If Buhari is truly this lover of the masses he has always pretended to be, then, why has he not come up with such unheard-of economic plans to aggressively grow the economy in such a way that the masses of this country would have been exiting poverty since 2015? Or from where else are these Buhari people expecting the good paying jobs to come if not from the private sector driving the economy?
Today’s under Buhari Nigeria resembles the pre-Deng China, known for having spent between 1949 and 1980 major portion of its annual revenues subsidising non-profitable, non-transparent state owned enterprises, filled with incompetent cronies of those in government. But even though it was a taboo to ever think of stopping what became the best way to bribe Communist Party members Deng Xiaoping the political wizard did the unimaginable. He wasted no time in demanding that all state enterprises be commercialised and where commercialisation failed to make revenue generators, they should be immediately transferred to the private hands.
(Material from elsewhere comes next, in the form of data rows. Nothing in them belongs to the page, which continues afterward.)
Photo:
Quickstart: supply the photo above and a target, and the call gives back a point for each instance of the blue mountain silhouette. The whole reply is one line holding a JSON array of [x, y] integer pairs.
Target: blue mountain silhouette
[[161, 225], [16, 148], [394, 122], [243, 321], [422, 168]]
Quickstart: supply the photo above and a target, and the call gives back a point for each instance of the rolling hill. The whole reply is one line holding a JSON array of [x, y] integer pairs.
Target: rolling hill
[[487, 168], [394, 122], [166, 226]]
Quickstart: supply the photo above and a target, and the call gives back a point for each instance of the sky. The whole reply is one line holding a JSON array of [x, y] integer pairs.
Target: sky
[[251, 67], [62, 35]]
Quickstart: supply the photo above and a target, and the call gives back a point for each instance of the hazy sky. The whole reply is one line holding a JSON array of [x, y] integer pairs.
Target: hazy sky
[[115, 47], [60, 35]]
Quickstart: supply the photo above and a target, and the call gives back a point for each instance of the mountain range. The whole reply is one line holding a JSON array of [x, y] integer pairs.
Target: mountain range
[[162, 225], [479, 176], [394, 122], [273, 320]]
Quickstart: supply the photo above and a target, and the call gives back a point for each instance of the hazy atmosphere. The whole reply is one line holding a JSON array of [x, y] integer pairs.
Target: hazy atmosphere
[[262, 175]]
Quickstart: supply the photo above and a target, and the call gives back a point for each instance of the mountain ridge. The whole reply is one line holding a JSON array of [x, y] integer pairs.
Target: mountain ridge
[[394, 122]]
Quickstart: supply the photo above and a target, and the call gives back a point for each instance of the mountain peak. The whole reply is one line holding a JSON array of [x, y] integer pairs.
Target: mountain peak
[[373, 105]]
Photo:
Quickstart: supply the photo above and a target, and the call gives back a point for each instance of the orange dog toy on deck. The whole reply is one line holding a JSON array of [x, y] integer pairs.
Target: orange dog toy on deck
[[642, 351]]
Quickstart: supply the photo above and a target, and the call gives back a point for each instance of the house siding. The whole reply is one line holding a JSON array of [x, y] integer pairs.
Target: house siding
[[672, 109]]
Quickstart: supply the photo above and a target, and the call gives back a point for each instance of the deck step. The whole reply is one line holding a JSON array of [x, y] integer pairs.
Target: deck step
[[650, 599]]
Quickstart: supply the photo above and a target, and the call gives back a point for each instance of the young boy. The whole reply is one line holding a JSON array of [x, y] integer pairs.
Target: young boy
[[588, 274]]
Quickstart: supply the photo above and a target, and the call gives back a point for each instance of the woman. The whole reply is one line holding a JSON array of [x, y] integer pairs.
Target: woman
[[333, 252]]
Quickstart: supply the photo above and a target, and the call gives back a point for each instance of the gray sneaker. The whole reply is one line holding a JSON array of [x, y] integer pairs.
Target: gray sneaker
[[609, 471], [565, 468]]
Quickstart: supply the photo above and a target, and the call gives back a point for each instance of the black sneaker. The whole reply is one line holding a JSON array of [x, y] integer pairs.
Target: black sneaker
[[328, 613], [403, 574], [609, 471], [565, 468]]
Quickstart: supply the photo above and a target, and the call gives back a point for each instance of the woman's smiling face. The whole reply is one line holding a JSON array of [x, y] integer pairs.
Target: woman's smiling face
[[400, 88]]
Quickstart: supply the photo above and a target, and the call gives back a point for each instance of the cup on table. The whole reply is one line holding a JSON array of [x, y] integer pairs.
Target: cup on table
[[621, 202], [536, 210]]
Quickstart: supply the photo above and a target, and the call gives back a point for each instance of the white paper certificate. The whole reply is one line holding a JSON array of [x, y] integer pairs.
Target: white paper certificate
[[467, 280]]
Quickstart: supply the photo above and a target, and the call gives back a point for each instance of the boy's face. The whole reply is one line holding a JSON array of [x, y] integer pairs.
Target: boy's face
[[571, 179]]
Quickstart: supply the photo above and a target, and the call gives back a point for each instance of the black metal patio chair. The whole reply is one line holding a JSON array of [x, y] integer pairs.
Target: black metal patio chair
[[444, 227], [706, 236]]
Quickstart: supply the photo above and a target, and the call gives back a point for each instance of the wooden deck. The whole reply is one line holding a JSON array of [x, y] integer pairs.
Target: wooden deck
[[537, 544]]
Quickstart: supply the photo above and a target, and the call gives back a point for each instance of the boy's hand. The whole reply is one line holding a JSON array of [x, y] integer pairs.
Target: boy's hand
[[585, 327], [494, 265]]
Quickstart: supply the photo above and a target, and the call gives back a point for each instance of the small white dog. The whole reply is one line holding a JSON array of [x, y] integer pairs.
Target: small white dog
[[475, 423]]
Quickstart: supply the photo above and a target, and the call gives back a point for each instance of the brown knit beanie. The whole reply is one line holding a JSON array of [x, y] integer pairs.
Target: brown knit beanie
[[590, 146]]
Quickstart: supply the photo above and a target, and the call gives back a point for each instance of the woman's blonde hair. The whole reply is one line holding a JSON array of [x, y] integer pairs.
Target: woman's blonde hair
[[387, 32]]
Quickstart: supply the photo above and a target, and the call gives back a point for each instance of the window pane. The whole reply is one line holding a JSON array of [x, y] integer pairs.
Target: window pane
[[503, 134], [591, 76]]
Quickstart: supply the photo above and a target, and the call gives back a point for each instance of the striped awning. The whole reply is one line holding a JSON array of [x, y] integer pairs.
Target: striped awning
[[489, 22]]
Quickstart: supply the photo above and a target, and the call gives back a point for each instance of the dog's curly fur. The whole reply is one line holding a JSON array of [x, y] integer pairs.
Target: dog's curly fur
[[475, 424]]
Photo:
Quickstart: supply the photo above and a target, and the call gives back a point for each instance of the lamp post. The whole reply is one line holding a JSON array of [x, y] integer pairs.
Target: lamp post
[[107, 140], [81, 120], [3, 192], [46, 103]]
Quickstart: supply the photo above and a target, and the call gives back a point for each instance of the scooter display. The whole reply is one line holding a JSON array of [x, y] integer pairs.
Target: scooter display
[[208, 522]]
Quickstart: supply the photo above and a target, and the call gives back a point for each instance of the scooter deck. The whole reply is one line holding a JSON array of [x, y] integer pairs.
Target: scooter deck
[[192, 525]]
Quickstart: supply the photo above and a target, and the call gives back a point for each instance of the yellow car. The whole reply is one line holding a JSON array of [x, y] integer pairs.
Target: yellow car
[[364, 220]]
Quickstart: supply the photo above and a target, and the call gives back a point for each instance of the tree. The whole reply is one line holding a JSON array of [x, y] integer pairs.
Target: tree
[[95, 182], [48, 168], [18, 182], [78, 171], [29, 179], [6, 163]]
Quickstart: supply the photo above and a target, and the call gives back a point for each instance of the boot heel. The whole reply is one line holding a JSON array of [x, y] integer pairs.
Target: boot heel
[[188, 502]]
Atiku knows that rather than subsidising our non-profitable refineries along with paying trillions of naira annually in fuel subsidy, by privatising the oil subsector and freeing money from the subsector, that money would be better spent on building schools, hospitals, roads, waterways, railways, mass housing, etc. These are the kinds of investments government should pursue since they can directly enhance the lives of the poor masses, those whose predicaments this government seems to completely ignore.
Politics apart, we should all applaud Atiku for already insisting that as president he will make sure that government is lean, productive, efficient, dynamic, and above all business-like that promotes growth, real sector firm investments, and jobs in their millions for Nigerians, which are only possible if we hand most of our unproductive state enterprises to the private sector.
Are we not lucky to have someone with Atiku’s kind of business background who with our votes will from May 29, begin to preside over the affairs of this country? Being a private sector player like Donald Trump who within a year in office turned the US economy around and set it on such astonishing growth path, Atiku remains the right presidential material this time around.
Like how Franklin Roosevelt came to preside over the affairs of America from 1932 to 1945 at a time the US economy was completely messed up by his predecessor Herbert Hoover, and like Deng Xiaoping brought in from 1978 to 1989 to clean up the economic and social mess caused by his predecessor Chairman Mao Zedong, we too have no option to bring in Atiku in 2019 if we want to witness the cleanup of the present economic, social and security mess caused by Buhari.
Having learned our lessons in a hard way, I strongly believe that this time around we the electorate has become wise enough not to repeat the same mistake in 2019. We need the president with the gift of presiding over our economic affairs with an eye to fix it once and for all and get Nigeria working again.